ENH: Add support for page labels by MartinThoma · Pull Request #1519 · py-pdf/pypdf

MartinThoma · 2022-12-28T21:36:49Z

Introduce a new PdfReader property page_labels that returns a list of strings.

In most cases, the list will just be

['1', '2', '3', '4', '5']

or similar, but sometimes it will be:

['i', 'ii', 'iii', 'iv', '1', '2', '3', '4', '5']

Evidence for User Need

Stackoverflow: Retrieve Custom page labels from document with pyPDF

codecov · 2022-12-28T22:45:19Z

Codecov Report

Base: 92.03% // Head: 91.91% // Decreases project coverage by -0.11% ⚠️

Coverage data is based on head (23f4065) compared to base (cfed01f).
Patch coverage: 80.32% of modified lines in pull request are covered.
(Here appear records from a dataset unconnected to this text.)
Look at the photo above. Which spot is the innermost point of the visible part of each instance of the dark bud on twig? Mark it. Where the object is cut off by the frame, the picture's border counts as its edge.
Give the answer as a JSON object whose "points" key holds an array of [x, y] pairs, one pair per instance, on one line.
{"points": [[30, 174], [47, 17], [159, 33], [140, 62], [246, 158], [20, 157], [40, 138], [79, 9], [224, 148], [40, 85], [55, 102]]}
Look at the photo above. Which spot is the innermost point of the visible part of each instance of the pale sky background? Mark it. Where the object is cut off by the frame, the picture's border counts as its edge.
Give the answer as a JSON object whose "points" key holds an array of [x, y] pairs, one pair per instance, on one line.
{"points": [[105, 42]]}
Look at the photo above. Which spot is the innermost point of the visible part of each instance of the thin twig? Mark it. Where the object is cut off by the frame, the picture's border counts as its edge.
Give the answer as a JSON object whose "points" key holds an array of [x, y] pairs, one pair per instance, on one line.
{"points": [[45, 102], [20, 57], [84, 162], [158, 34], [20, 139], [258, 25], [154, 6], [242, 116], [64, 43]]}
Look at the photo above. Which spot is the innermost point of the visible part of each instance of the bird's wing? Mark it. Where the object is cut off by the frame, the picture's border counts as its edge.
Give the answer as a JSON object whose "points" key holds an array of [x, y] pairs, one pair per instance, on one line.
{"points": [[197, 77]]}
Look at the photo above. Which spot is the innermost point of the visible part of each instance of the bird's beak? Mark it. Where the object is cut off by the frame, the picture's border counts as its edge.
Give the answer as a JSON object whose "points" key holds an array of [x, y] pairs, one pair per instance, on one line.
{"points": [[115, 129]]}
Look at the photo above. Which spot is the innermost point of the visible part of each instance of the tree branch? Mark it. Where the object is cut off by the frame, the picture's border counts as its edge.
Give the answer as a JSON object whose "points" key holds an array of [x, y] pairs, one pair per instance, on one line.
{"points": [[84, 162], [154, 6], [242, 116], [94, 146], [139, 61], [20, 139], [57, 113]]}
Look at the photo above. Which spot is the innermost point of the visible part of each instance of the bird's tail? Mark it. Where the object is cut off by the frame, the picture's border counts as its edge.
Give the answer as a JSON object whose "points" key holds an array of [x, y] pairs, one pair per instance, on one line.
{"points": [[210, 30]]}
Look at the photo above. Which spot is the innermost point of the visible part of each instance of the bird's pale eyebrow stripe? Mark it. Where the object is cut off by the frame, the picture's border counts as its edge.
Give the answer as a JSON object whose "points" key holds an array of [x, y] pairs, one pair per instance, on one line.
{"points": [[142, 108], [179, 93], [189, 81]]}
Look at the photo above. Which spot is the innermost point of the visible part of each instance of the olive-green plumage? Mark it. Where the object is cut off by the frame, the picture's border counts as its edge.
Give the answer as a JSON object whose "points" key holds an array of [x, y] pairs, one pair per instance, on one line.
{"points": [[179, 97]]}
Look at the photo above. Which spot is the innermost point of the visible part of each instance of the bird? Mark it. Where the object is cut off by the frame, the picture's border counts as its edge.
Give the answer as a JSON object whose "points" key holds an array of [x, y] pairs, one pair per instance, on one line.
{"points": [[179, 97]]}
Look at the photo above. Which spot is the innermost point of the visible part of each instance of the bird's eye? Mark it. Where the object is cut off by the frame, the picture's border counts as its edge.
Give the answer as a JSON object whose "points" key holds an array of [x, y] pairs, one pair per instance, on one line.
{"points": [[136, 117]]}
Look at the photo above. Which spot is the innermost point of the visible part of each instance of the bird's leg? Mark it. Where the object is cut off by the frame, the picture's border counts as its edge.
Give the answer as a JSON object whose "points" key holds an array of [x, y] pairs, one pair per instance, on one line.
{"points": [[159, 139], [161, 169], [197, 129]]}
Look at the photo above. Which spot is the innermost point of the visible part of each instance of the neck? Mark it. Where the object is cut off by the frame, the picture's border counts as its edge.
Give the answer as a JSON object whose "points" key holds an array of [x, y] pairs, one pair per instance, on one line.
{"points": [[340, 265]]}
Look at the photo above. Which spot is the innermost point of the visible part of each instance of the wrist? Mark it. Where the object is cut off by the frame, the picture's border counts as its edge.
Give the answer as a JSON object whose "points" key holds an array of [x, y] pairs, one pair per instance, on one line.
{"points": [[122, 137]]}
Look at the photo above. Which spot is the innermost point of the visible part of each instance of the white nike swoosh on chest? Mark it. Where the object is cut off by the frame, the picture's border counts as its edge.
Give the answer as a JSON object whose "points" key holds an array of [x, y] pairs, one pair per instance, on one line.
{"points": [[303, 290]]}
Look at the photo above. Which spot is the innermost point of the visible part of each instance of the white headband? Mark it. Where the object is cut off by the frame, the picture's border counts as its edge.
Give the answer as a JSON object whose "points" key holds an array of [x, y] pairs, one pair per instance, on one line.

Additional details and impacted files

@@            Coverage Diff             @@
##             main    #1519      +/-   ##
==========================================
- Coverage   92.03%   91.91%   -0.12%     
==========================================
  Files          32       33       +1     
  Lines        5976     6037      +61     
  Branches     1163     1180      +17     
==========================================
+ Hits         5500     5549      +49     
- Misses        312      318       +6     
- Partials      164      170       +6

Impacted Files	Coverage Δ
pypdf/_protocols.py	`80.00% <ø> (ø)`
pypdf/_page_labels.py	`78.94% <78.94%> (ø)`
pypdf/_reader.py	`90.36% <100.00%> (+0.04%)`	⬆️

Help us with your feedback. Take ten seconds to tell us how you rate us. Have a feature suggestion? Share it here.

☔ View full report at Codecov.
📢 Do you have feedback about the report comment? Let us know in this issue.

MartinThoma · 2022-12-29T15:33:11Z

@MasterOdin @pubpub-zz What do you think about this one?

There are two TODOs because I haven't seen an example with Kids / Limits and I don't understand how it should work. But despite those, I think this PR already provides value. I would merge it, if you're ok with that.

MasterOdin

I think it's fine to merge stuff that's not fully done so long as it's not like the entire thing will have to be completely redone to support the additional cases. Maybe create an issue or so to track support for those / with an ask to the community to see if can get a PDF that has those features.

pypdf/_page_labels.py

Co-authored-by: Matthew Peveler <matt.peveler@gmail.com>

Performance Improvement (PI) - Help the specializing adpative interpreter (#1522) New Features (ENH): - Add support for page labels (#1519) Bug Fixes (BUG): - upgrade clone_document_root (#1520)

josephjury123 · 2023-02-13T04:40:38Z

@MasterOdin @pubpub-zz What do you think about this one?

There are two TODOs because I haven't seen an example with Kids / Limits and I don't understand how it should work. But despite those, I think this PR already provides value. I would merge it, if you're ok with that.

Not sure if this is the correct place to post this... But i have been using the pypdf code to extract bookmarks from multiple PDFs in a folder and found one PDF which wouldn't work and gave me a message to share the PDF here. message was "/Kids or /Limits found in PageLabels." PDF file is 87MB so too big to share here directly

MartinThoma · 2023-02-13T06:36:52Z

Thank you! If there is nothing confidential / copyright protected in there, could you maybe share it in another way?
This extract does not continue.